TimescaleDB 2.0: A multi-node, petabyte-scale, completely free relational database for time-series
After two years of dedicated engineering and user feedback, TimescaleDB 2.0 is finally here, setting a new bar for time-series databases – and it’s completely free.
Time-series data is everywhere. Whether you are monitoring your software stack, users, manufacturing line, home, vehicle, stock and cryptocurrency portfolio, air quality in your house, or just your health in the middle of a pandemic, you are collecting time-series data. As software continues to relentlessly penetrate our lives and businesses, time-series data is becoming even more ubiquitous and mission-critical.

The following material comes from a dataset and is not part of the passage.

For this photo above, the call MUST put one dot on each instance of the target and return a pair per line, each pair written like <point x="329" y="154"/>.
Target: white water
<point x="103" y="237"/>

At the same time, relational databases, that old stalwart, are making a comeback as the database of choice for software applications. Despite years of NoSQL hype, the top 4 databases in use today are all relational databases. In addition, PostgreSQL is the fastest growing database over the last year (yes, growing faster than even MongoDB).
What developers need is a new kind of database, purpose-built for time-series workloads while fully embracing the relational model. After all, your time-series data doesn’t exist in a vacuum. Being able to correlate it with technical metadata, business data, and outcomes is critical to understanding how your software, systems, operations, and business changes over time.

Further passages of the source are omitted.